А если пришлось бы заменить у орудия Малюгу, сумею ли я бить прямой наводкой с таким же мастерством и проворством, как это удается старому артиллеристу? По совести говоря, нет, — на прямой наводке я заменить его еще не решился бы. Орудие знаю, материальную часть в теории изучил, но практика мала.

Нет, оказывается, надо еще погодить с почетным званием красного офицера. Пусть уж до комиссии.

Я смахнул рукавом росу с граней затвора, надел чехол. Прикрыл и прицельное приспособление — хрупкий и нежный глаз орудия.

— Эх, голубица ты наша! Не выдай в бою!…

Я пошел в другой конец вагона. Тут, весь раскинувшись, спал телефонист Никифор и чему-то во сне улыбался.

Я вытянул из-под него кончик шинели и прилег, ожидая боевого приказа.

* * *

Не знаю, сколько я спал. Помню только, что меня разбудили встревоженные голоса и страшной силы взрыв. От этого взрыва у меня перехватило дыхание. Я вскочил как ошалелый и выхватил из кобуры наган.

Была серая, предрассветная муть.

Новый взрыв. Пламя.

Я увидел, что это стреляет наша гаубица, и сразу же сообразил, что и в первый раз был тоже наш выстрел. «Это от сырого воздуха такие удары, догадался я, — в сыром воздухе звук выстрела особенно резкий».

В отблеске выстрелов я разглядел у орудия Малюгу. Он был весь растрепанный, без рубахи, и возле него — в одном полосатом тельнике матрос. Оба спросонья метались, наводя куда-то гаубицу.

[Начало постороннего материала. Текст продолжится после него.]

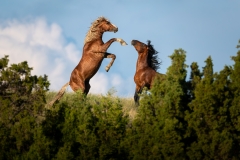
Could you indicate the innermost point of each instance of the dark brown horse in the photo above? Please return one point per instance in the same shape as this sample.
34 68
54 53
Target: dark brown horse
146 69
94 51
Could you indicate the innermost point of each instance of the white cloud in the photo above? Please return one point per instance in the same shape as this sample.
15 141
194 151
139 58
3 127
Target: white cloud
42 45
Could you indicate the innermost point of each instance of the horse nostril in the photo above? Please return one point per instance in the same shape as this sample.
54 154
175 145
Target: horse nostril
133 42
115 30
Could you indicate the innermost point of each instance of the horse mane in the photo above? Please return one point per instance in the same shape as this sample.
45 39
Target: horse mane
91 34
153 60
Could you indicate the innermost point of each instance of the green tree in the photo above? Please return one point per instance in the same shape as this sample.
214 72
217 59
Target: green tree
209 117
22 100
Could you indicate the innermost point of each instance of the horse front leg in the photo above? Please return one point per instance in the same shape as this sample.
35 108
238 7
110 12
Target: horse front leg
109 55
106 45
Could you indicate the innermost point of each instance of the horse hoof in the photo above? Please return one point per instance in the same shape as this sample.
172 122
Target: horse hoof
107 69
122 42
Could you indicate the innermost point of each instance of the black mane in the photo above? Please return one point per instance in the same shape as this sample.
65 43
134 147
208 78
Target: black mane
153 61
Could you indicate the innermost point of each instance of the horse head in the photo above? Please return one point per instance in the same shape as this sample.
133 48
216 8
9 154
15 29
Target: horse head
106 26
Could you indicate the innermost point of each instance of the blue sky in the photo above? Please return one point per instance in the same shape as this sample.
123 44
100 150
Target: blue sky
50 34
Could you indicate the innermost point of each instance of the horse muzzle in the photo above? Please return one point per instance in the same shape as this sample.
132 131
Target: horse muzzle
115 30
133 42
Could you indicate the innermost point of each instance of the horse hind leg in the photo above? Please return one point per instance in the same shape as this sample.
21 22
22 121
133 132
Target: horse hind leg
113 56
136 95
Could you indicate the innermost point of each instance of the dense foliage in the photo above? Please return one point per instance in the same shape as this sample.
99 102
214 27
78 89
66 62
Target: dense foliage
197 118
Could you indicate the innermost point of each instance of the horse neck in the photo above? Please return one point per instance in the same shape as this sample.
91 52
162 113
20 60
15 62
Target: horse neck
142 61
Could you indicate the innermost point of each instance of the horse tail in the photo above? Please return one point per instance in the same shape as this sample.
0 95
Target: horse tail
58 96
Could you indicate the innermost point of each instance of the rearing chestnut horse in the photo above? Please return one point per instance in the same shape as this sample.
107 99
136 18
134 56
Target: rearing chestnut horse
94 51
146 69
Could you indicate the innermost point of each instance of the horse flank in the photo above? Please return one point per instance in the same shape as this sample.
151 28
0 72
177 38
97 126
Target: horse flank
91 34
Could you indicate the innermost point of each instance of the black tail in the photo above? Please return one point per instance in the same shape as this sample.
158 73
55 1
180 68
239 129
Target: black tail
58 96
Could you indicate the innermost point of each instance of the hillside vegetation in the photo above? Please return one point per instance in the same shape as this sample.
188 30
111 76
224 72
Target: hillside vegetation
197 118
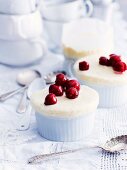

«Что такое?… Где мы?…» Я бросился с наганом к бойнице — Попельня. Стоим, как стояли, на станции…

— Да вы что, — вскричал я, — не проспались? С ума вы сошли — здесь стрелять?

Перепрыгивая через ящики и расталкивая полуодетых и бестолково суетившихся людей, я побежал к орудию.

— Он! — яростно крикнул матрос и показал вперед. И в это же самое мгновение словно зарево полыхнуло в сумраке утра. Отчетливо, как на картинке, я увидел на рельсах силуэт башенного бронепоезда.

Зарево полыхнуло и тотчас погасло.

— Берегись! Это залп! — только и успел я крикнуть. Раздался грохот, треск, и наша гаубица, подпрыгнув на одном колесе, со всего маху ударила своим хвостом по обшивке вагона. Доски лопнули, из щелей заструился на пол песок.

Матрос и Малюга, отскочив в разные стороны, секунду, словно оцепенев, глядели друг на друга и потом опять бросились заряжать орудие.

— Сюда, ребята! Все! — крикнул я, ухватившись за правило. — Никифор, к телефону! Полный ход назад!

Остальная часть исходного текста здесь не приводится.